Power Series Solution for Differential Equation of Shifted Exponential Function

Question

I am trying to write a shifted exponential function as a power series. I am aware of the power series definition of the exponential function, i.e. $e^{-x}=\sum_{n=0}^{\infty}\frac{(-x)^{n}}{n!}$. However, for this application, this definition is not as useful for reasons I will not go into detail about.

That said, I want to come up with a power series representation for the following shifted exponential function

\begin{equation} y = e^{-a(gx-b)^{2}} \end{equation}

The following is what I have done...

Taking the derivative of $y$ w.r.t. $x$ allows for the following differential equation to be derived.
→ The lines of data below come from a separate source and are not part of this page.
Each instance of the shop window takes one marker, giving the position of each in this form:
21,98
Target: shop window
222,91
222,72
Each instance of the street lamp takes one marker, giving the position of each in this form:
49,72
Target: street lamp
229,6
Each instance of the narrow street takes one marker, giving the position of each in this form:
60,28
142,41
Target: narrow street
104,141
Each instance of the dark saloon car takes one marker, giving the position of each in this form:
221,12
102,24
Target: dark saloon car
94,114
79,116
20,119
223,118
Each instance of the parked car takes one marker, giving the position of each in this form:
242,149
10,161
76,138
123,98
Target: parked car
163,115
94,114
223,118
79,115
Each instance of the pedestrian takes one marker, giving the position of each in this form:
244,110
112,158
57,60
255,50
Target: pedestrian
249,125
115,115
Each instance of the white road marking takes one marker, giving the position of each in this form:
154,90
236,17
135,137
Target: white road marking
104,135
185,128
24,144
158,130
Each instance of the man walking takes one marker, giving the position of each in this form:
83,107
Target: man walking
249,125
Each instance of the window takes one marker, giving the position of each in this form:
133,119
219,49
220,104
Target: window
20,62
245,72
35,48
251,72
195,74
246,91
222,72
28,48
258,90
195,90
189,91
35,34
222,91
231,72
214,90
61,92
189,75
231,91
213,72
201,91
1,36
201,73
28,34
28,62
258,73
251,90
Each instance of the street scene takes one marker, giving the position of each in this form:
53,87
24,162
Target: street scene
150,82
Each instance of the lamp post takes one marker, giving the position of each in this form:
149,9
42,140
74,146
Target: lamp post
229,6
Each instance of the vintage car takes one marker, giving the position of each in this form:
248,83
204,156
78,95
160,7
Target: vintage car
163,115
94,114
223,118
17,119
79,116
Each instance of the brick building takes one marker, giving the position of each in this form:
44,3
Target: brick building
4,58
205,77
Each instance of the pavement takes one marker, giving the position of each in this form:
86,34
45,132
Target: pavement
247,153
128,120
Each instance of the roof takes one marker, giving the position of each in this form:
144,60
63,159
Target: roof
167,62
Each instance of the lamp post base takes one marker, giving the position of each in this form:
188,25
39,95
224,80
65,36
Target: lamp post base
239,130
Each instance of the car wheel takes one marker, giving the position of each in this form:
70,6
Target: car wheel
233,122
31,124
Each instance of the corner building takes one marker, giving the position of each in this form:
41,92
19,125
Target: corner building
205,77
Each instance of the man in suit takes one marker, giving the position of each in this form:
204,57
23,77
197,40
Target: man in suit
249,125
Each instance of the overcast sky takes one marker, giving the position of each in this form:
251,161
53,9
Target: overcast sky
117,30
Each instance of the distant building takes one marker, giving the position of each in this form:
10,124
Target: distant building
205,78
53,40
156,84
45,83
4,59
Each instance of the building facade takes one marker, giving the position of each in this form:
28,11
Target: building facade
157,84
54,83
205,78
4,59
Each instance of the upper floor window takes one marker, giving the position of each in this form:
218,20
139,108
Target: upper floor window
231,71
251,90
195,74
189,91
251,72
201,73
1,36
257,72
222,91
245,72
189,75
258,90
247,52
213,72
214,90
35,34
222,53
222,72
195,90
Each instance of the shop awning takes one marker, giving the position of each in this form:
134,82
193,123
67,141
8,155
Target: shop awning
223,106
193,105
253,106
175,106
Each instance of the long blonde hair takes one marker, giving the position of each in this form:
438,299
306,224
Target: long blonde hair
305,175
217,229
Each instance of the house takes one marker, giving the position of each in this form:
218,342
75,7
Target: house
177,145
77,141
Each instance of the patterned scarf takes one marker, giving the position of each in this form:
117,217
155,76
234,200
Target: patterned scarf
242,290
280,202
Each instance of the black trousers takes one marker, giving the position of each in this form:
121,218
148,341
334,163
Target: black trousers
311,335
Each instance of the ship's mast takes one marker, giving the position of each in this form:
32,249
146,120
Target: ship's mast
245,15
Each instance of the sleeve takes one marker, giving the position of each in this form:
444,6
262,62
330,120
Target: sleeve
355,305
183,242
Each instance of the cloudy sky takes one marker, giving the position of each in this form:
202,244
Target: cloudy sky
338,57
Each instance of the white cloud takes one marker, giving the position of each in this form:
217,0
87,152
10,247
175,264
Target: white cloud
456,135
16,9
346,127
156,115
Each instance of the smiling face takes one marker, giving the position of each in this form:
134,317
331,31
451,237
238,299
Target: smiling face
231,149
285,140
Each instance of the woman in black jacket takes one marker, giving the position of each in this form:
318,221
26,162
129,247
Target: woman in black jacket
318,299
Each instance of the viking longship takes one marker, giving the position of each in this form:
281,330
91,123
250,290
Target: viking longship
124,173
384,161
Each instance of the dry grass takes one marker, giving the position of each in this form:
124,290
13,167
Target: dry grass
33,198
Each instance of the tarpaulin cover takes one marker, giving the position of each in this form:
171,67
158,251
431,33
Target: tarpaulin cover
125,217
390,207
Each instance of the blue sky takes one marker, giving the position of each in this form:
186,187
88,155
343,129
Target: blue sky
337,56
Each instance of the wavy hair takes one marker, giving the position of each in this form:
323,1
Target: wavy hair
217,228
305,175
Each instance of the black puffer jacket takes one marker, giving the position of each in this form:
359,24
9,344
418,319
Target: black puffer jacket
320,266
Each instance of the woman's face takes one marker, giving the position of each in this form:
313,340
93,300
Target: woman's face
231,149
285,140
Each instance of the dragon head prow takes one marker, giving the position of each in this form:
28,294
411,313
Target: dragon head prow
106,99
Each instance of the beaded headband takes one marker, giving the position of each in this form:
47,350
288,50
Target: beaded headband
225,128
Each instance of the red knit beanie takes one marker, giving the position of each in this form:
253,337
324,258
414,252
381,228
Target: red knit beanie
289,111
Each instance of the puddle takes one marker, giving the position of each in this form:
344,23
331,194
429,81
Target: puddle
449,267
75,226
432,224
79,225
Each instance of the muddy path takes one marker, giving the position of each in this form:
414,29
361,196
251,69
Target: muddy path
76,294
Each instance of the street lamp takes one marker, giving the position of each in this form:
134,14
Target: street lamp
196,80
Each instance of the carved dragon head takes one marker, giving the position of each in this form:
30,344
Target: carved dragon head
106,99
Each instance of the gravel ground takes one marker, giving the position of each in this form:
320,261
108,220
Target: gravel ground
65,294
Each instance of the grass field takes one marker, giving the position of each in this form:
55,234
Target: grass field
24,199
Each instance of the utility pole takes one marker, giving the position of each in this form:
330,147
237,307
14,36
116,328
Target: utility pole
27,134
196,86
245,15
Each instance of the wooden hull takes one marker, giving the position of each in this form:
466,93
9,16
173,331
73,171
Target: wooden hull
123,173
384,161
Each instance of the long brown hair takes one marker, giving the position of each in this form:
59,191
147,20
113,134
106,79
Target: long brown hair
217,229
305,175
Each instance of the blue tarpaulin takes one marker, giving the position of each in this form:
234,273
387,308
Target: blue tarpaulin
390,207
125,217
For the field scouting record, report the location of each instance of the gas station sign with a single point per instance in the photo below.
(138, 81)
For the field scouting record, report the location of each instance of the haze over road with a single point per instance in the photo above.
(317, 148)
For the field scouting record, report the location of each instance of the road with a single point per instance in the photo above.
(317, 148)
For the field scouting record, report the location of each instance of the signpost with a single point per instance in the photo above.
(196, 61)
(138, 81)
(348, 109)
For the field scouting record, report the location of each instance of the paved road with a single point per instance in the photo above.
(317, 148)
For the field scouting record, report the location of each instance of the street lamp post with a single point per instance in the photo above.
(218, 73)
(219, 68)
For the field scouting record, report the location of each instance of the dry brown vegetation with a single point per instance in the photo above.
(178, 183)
\begin{equation} y'+2ag(gx-b)y = 0 \end{equation}

Setting this up as a power series gives

\begin{equation} \begin{aligned} 0 &=\sum_{n=1}^{\infty} n \,c_{n}(gx-b)^{n-1}+2ag\sum_{n=0}^{\infty}c_{n}(gx-b)^{n+1}\\ &=\sum_{n=0}^{\infty} (n+1) \,c_{n+1}(gx-b)^{n}+2ag\sum_{n=1}^{\infty}c_{n-1}(gx-b)^{n}\\ &=c_{1}+\sum_{n=1}^{\infty}\left((n+1) \,c_{n+1}+2ag\,c_{n-1}\right)(gx-b)^{n} \end{aligned} \end{equation}

Setting the coefficients equal to zero gives a solution for $c_{1}$ and a recurrence relation

\begin{equation} \begin{aligned} c_{1}=0 & \quad\quad\text{for} \ n=0\\ c_{n+1} =-\frac{2ag}{(n+1)}c_{n-1} & \quad\quad\text{for} \ n=1,2,3,\dots \end{aligned} \end{equation}

If I start plugging values for $n$ into the recurrence equation I get

\begin{equation} \begin{aligned} n=1\to\quad &c_{2}=-\frac{2ag}{(2)}c_{0} &&\\ n=2\to\quad &c_{3}=-\frac{2ag}{(3)}c_{1} &&=0\\ n=3\to\quad &c_{4}=-\frac{2ag}{(4)}c_{2} &&=\frac{(2ag)^{2}}{(4)(2)}c_{0}\\ n=4\to\quad &c_{5}=-\frac{2ag}{(5)}c_{3} &&=0\\ n=5\to\quad &c_{6}=-\frac{2ag}{(6)}c_{4} &&=-\frac{(2ag)^{3}}{(6)(4)(2)}c_{0}\\ \end{aligned} \end{equation}

This recurrence relation can be solved to be

\begin{equation} c_{2k}=\frac{(-2ag)^{k}}{(2k)!!}c_{0} \quad \text{for} \ k=1,2,3,\dots \end{equation}

which gives a power series solution for the shifted exponential

\begin{equation} e^{-a(gx-b)^{2}} = c_{0}\sum_{k=1}^{\infty}\frac{(-2ag)^{k}}{(2k)!!}(gx-b)^{k} \end{equation}

Here is my question: How do I solve for $c_{0}$? Sorry if this is a simple question but I couldn't figure it out.

Answer 1

If your solution is a power series, then you can solve for $c_0$ with the initial value of your ODE. Typically, $c_0 = y(0)$ if your series is built about $x=0$. So if that is the case then $c_0=y(0)=e^{-ab^2}$

Answer 2

Plug in $x=\frac{b+\frac{1}{2a}}{g}$ in the two sides of the last equation you get: $$e^{-\frac{1}{4a}} =c_0 \cdot\sum_{k=1}^{\infty}\frac{1}{k!!}$$ Mathematica gives the value $\frac{1}{2} \left[-2 + 2 \sqrt{e} + \sqrt{2 e \pi} \cdot erf(\frac{1}{\sqrt{2}}) \right]$ for the series on the RHS, which gives a very weird value for $c_0$.